# Nipping, Biting, Jumping tantrums 7 mo old



## mbpunt (Oct 11, 2012)

I am hoping there are some kind people who have some advice on further training my dog against these behaviors. Please don't berate me. I want to do everything I can for this dog. 

Thor is 7.5 months old. He is obedience trained and very smart. However, in the past month or 2, he gets into these very unruly moods where he is very defiant. IS THIS JUST A STAGE? OR IS SOMETHING SERIOUSLY WRONG? For instance, he will jump onto the furntiure where we are sitting and start biting and nipping at our hands, usually not very hard, but sometimes he gets completely wild where it may be harder. He will play growl and jump around and PAW at us like crazy. In addition to this, sometimes when I am walking he will do the herding thing and bite me in the butt or bite at my ankles. He still has problems with jumping up on us when we greet him. Sometimes he will get so wild that he will run around in circles like a mad man. 

So that's what he does. Let me tell you what I've tried. I try and have him in a down stay when we are by the furniture. I am fine with him on the couch laying next to us if we invite him first. I hope that no confusion has come from this, and would love advice on how to allow this only when invited, but not whenever he pleases to terrorize us. When he does this I redirect him and praise him when he obeys. I have also tried grabbing his muzzle and giving him a firm no when he bites. I have also tried the negative reinforcer of sticking my fingers to the back of his throat. When he gets totally wild I will give him a firm scruff shake and say no, but this doesn't work either. The pawing and jumping at us is something I have no idea what to do with. Something I HAVE found to be helpful is the pinch collar, but I don't have that on him all of the time. So when he goes from "good boy" to terrorizer all of a sudden, I don't always have it on. However, this is something I am going to keep on him during the day more frequently at least while I am really trying to train him out of these habits. For jumping up I have tried ignoring an only greeting when both front paws are on the ground. Having him sit and stay. But he is so excited that he doesn't stay. I have also tried putting a knee up and holding his two front paws as this is uncomfortable for him. Again, the best thing is the pinch collar, but that's not on him when I come home to his greetings. 
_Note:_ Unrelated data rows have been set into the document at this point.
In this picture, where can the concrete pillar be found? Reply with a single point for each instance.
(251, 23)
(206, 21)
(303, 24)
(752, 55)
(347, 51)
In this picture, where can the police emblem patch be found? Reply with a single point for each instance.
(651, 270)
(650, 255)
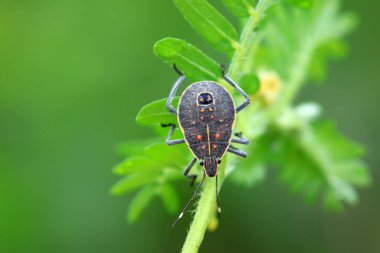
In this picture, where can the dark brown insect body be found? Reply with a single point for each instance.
(206, 114)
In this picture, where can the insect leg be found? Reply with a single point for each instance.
(192, 177)
(174, 90)
(217, 196)
(237, 152)
(191, 200)
(172, 142)
(236, 87)
(240, 139)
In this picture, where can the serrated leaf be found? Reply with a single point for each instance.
(304, 4)
(210, 24)
(132, 182)
(135, 147)
(191, 61)
(137, 164)
(140, 202)
(163, 153)
(156, 113)
(318, 158)
(250, 83)
(289, 48)
(169, 198)
(239, 8)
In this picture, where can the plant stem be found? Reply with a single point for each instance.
(206, 204)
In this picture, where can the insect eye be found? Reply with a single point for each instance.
(205, 98)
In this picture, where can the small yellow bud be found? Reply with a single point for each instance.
(270, 87)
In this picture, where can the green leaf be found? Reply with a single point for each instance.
(169, 198)
(330, 50)
(137, 164)
(304, 4)
(239, 8)
(195, 64)
(156, 113)
(318, 158)
(135, 147)
(250, 83)
(312, 38)
(140, 202)
(210, 24)
(162, 153)
(132, 182)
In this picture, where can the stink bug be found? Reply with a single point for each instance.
(206, 115)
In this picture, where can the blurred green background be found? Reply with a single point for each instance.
(73, 75)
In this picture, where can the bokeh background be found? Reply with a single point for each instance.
(73, 75)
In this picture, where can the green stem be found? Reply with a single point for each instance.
(206, 204)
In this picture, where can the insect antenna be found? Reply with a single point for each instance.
(191, 200)
(217, 197)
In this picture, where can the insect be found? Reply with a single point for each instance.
(206, 115)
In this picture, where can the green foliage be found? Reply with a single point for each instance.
(156, 113)
(294, 41)
(239, 8)
(210, 24)
(189, 59)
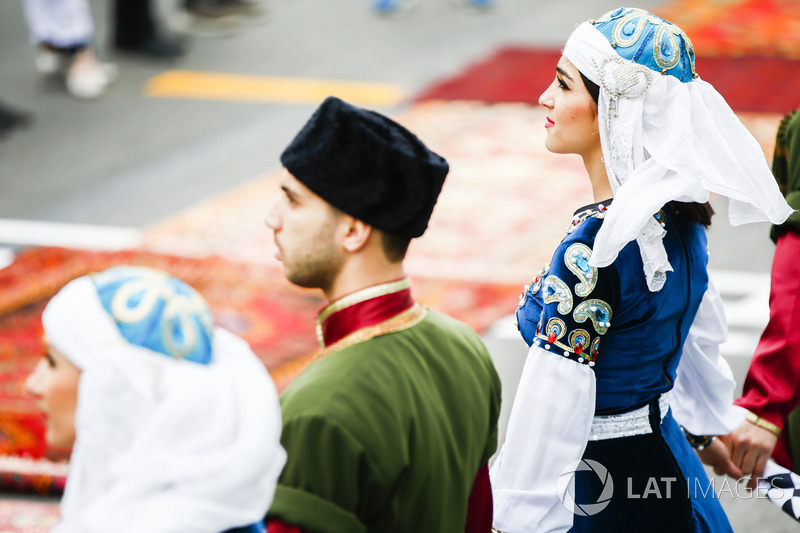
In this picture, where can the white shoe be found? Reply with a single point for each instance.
(89, 83)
One more thing. He always chews our rugs. He will drag them out right in front of me and start chewing and he 100% KNOWS this is a "no no" and he still does it. He's straight up defying...maybe attention seeking? IDK. thoughts?

So, with all of that, I am sharing with you the ugly. He is most often a very good dog. I can have him in a sit stay and hide objects in the yard for him and he will wait for me to come back and track the whole yard for these items. We play fetch with him daily and he can run around and exercise himself when we are home for short times. 

Any thoughts on WHY he is doing this and WHAT I an do would be greatly appreciated! :help:


----------



## Sunflowers (Feb 17, 2012)

Do you do NILIF?

How much exercise is he getting?

Is there a way to keep him away from things he is not supposed to have, such as the rugs?


----------



## cliffson1 (Sep 2, 2006)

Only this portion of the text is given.